Ficha de Vanderlei na versão mobile do jogo. Crédito: Reprodução/ EA

O jogo segue em disputa. As demais 46 ações continuam correndo na primeira instância paulista. Os dois maiores montantes são os do centroavante Wellington Paulista e do ex-goleiro gremista Galatto, herói da Batalha dos Aflitos, que reinvindicam 360 mil reais. Até Maxi Biancucci, ex-meia de Bahia e Flamengo e primo da estrela da EA Lionel Messi, pede sua parte, avaliada em 160 mil reais.

Uma decisão como a tomada nos processos de Vanderlei, Magrão, Fierro e Ygor ainda pode ser contestada. Depois do despacho do juiz de primeira instância, ela vai para uma turma recursal, que vai definir se acata o recurso da empresa de jogos ou não. Se não aceitar, eles podem recorrer a tribunais superiores até chegar ao STF.
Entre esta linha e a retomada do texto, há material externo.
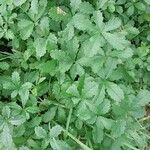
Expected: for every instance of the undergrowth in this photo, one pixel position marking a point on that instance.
(74, 74)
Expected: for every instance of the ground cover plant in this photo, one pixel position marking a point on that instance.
(74, 74)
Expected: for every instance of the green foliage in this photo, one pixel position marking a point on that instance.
(78, 75)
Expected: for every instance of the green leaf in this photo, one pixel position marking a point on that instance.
(99, 19)
(92, 46)
(17, 120)
(51, 42)
(6, 137)
(6, 112)
(19, 3)
(118, 128)
(34, 6)
(115, 92)
(64, 60)
(112, 24)
(117, 41)
(40, 132)
(24, 92)
(55, 131)
(86, 8)
(16, 77)
(81, 22)
(98, 132)
(40, 46)
(75, 4)
(101, 3)
(142, 98)
(25, 27)
(104, 107)
(72, 90)
(48, 67)
(4, 65)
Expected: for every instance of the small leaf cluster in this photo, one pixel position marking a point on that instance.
(78, 75)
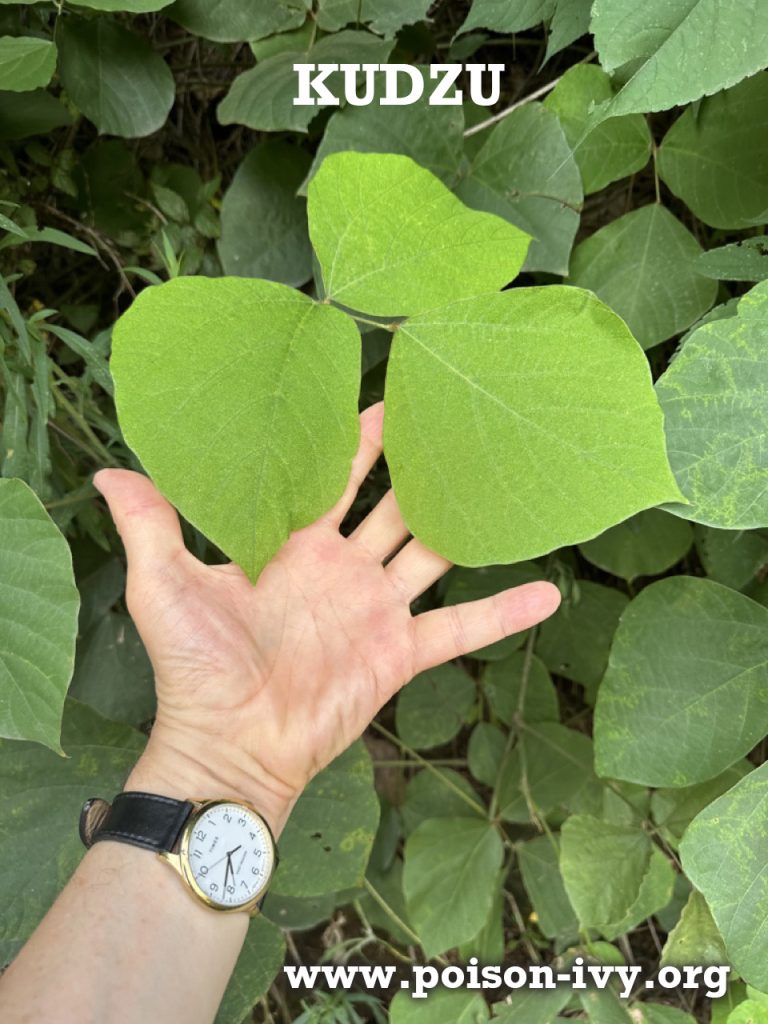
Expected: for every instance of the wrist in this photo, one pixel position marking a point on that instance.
(193, 768)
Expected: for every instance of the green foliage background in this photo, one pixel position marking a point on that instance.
(596, 785)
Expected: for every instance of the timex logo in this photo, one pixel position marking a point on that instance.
(394, 84)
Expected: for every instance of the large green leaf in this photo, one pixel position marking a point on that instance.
(603, 866)
(723, 854)
(668, 52)
(715, 158)
(263, 96)
(115, 77)
(266, 417)
(526, 173)
(562, 388)
(686, 690)
(648, 544)
(328, 840)
(716, 418)
(40, 800)
(459, 856)
(392, 240)
(614, 148)
(263, 222)
(38, 617)
(232, 20)
(259, 962)
(26, 62)
(644, 266)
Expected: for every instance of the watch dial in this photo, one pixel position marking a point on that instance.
(229, 854)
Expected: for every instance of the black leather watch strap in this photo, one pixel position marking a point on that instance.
(138, 818)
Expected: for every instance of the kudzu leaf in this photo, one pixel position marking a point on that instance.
(603, 866)
(540, 868)
(262, 97)
(695, 938)
(563, 389)
(723, 854)
(668, 54)
(327, 843)
(432, 708)
(644, 266)
(232, 20)
(392, 240)
(520, 685)
(26, 62)
(259, 962)
(263, 223)
(383, 16)
(615, 147)
(38, 617)
(508, 15)
(433, 136)
(439, 851)
(715, 158)
(36, 786)
(249, 432)
(745, 260)
(686, 690)
(525, 172)
(716, 419)
(648, 544)
(115, 77)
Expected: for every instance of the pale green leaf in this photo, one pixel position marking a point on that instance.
(668, 52)
(603, 866)
(648, 544)
(443, 1007)
(327, 843)
(540, 867)
(715, 158)
(38, 617)
(723, 854)
(747, 260)
(259, 961)
(262, 97)
(233, 20)
(695, 938)
(614, 148)
(263, 222)
(280, 399)
(26, 62)
(716, 418)
(115, 77)
(392, 240)
(519, 685)
(686, 690)
(459, 856)
(526, 173)
(37, 787)
(576, 641)
(431, 709)
(508, 15)
(563, 389)
(644, 266)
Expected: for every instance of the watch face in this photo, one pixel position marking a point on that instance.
(229, 854)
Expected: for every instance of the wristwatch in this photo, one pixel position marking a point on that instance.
(222, 849)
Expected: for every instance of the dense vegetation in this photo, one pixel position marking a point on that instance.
(596, 785)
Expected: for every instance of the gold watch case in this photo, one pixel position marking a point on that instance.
(178, 858)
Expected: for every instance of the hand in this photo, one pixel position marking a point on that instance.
(261, 686)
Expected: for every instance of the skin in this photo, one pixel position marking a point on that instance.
(258, 688)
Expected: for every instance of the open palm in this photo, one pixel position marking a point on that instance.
(269, 682)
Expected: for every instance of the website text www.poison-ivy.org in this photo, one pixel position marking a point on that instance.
(421, 980)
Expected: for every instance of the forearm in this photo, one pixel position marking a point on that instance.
(126, 941)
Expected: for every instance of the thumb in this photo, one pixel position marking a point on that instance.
(147, 524)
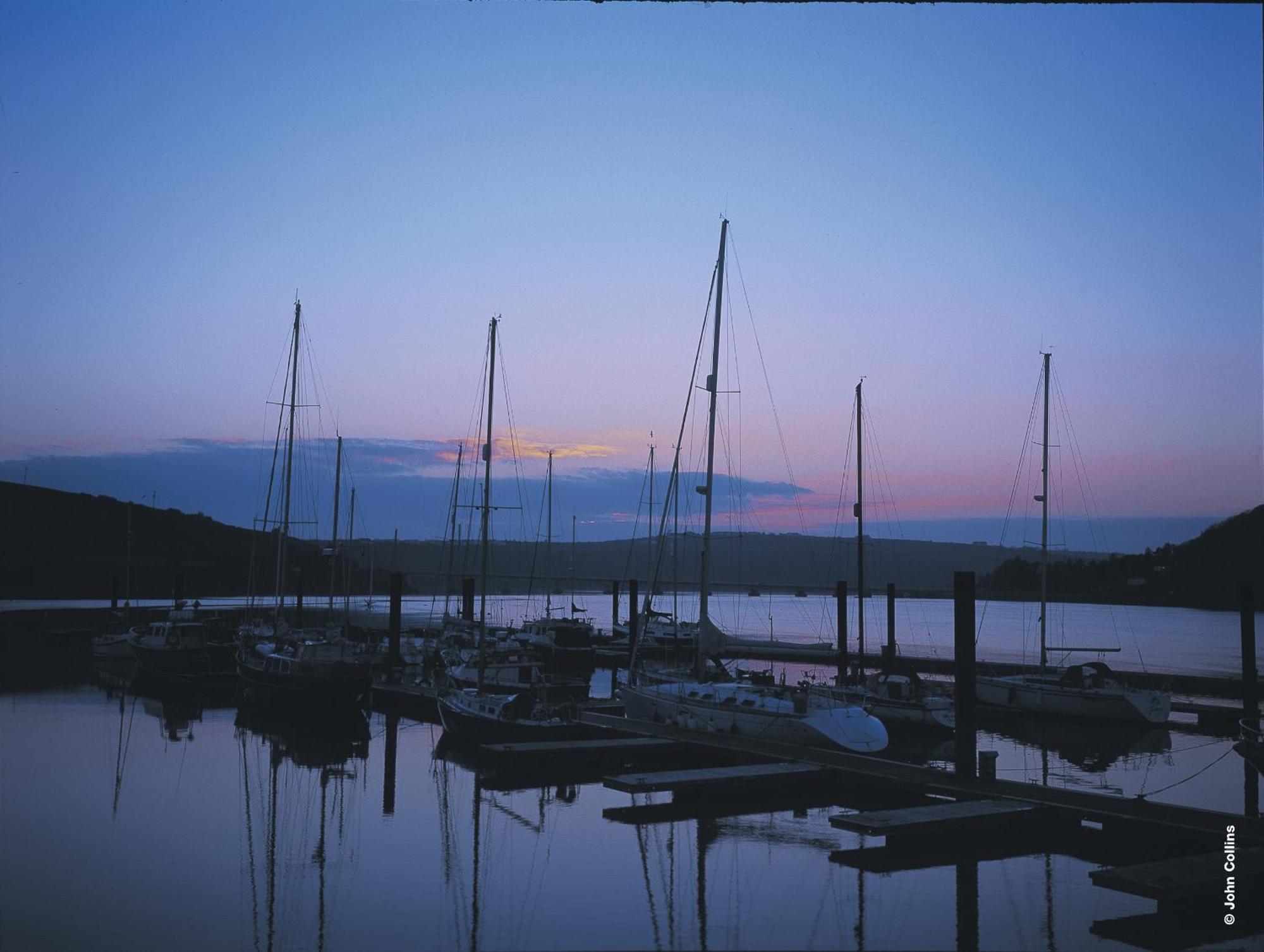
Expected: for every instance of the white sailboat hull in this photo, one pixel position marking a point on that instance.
(815, 726)
(1113, 702)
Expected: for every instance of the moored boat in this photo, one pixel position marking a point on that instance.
(777, 714)
(1088, 690)
(181, 648)
(507, 719)
(314, 670)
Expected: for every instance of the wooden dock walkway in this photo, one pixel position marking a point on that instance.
(1138, 816)
(1174, 881)
(937, 819)
(678, 781)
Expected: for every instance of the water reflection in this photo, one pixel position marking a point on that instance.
(303, 752)
(1093, 748)
(280, 836)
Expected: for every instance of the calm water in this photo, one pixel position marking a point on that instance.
(1179, 641)
(143, 824)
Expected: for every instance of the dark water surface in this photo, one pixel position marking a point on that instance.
(186, 824)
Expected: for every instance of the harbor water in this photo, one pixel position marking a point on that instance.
(140, 820)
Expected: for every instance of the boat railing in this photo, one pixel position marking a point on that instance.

As primeiras reações, no entanto, já começam a ser vistas nos bastidores. Na última edição do Fifa, a de 2016, a EA Sports disparou o jogo com nomes genéricos que só foram acrescentados na primeira atualização, já com o game instalado no console de preferência do comprador. Com tantos ataques, melhor se trancar na defesa.